11.06.2014

Animal, Vegetable, Miracle: a book review

a freshly harvested tomato salad
It's the worst of bad manners — and self-protection, I think, in a nervously cynical society — to ridicule the small gesture. These earnest efforts might just get us past the train-wreck of the daily news, or the anguish of standing behind a child, looking with her at the road ahead, searching out redemption where we can find it: recycling or carpooling or growing a garden or saving a species or something. Small, stepwise changes in personal habits aren't trivial. Ultimately they will, or won't, add up to having been the thing that mattered.
     —Barbara Kingsolver, Animal, Vegetable, Miracle
After reading Animal, Vegetable, Miracle, I feel motivated to do something to further our journey in living green. What, I'm not sure. On one hand, I'm inspired to raise chickens and grow fruits and vegetables, to learn to can and otherwise preserve our surplus, to make everything from scratch, to shop almost exclusively at farmers markets that pop up around the city when warm weather entices everyone to spend more time outdoors. On the other hand, we have constraints. We live in an apartment building in the city with no space for chickens or a garden or a stockpile of preserves. Many farmers markets are open on weekdays, when we're both at the office. And it's New England. Farmer's market season is limited (though CSA options extend beyond it).

Where does that leave me and my aspirations? What I find most compelling about Barbara Kingsolver's book is she acknowledges that conscientious eating in practice looks different for everyone. Instead of mandating what everyone should do, she highlights why the local food movement matters. She discusses the high long-term costs of our current food economy — to our health, to our environment, to our communities — and then explains how the local food movement can stem the tide through small and simple choices.
"Locally grown" is a denomination whose meaning is incorruptible. Sparing the transportation fuel, packaging, and unhealthy additives is a compelling part of the story, but the plot goes well beyond that. Local food is a handshake deal in a community gathering place. It involves farmers with first names, who show up week after week. It means an open door policy on the fields, where neighborhood buyers are welcome to come have a look, and pick their food from the vine. Local is farmers growing trust.
     —Barbara Kingsolver, Animal, Vegetable, Miracle
This resonates so much more now than when I first heard about the local organic food movement. On 60 Minutes Leslie Stahl interviewed a dreamy-eyed foodie in California who seemed to suggest that every family had the money to buy expensive organic food and the time to make everything from scratch, and just did not value the flavor and experience enough to do so. We moved to Boston in the middle of the winter on one entry-level salary, and after cutting out all expenses not directly related to survival, we were left with a $40 budget to feed both of us each week. I wasn't buying $8/pound organic grapes.

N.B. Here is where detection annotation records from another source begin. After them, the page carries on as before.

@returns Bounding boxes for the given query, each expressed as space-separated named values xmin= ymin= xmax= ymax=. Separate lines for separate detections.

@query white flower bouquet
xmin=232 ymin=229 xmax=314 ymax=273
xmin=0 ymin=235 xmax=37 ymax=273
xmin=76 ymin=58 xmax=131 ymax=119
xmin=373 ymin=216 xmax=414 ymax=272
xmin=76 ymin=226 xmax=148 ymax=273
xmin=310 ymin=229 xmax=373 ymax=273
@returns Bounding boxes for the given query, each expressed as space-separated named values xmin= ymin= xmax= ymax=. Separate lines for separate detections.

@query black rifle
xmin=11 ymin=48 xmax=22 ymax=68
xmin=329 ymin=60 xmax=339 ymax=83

In contrast, Kingsolver isn't puttering around in a kitchen the size of my apartment, waxing poetic about how much better an egg tastes when it's poached in a wood fired oven. She works long hard days in her garden, revels in the first shoots of asparagus, serves as a matchmaker for her adolescent flocks of chickens and turkeys, spends late summer days in a hot kitchen canning, and builds meaningful relationships with the growers in her community. By sharing her experiences — the hardships as well as the joys of pursing local food, she inspires me to believe I can do it too, in my own way.

37:365

One of Kingsolver's keys to making local organic food economical, and therefore practical, is eating in season, whether you grow food yourself or buy from a grower or grocery store. Tomatoes in the middle of summer surplus are inexpensive. The same tomato in the middle of winter is not, due to the expense of either transporting it long distances or using lots of energy to grow it in a hothouse. Because the book follows their year-long local food experiment chronologically, it lends itself to good tips and recipes to eat seasonally (basil blackberry crumble? twist my arm). And while her family was committed to the project for one full year, she admitted once it was over, they would allow themselves more flexibility. But Italian wine and bananas would be treats, not staples.

So what are our next steps, in a small city apartment and six-month winter without outdoor space or a car? Switching our Boston Organics box to the local option (I acknowledge we may cry uncle to root vegetables by mid-February). Making a more concerted effort to see if/when we can work local farmers markets into our schedules. Finding restaurants and grocery stores that buy or even grow local (like Russos and Wilson Farm). Shifting our perspective to see out-of-area and out-of-season food as treats. Eating less meat, and making sure it's from happy healthy animals when we do. Planning meals around the seasons, instead of picking recipes first. Supporting and celebrating growers who are passionate about their craft. It is these seemingly small changes that will "add up to having been the thing that mattered."
Eat (real) food, not too much, mostly plants.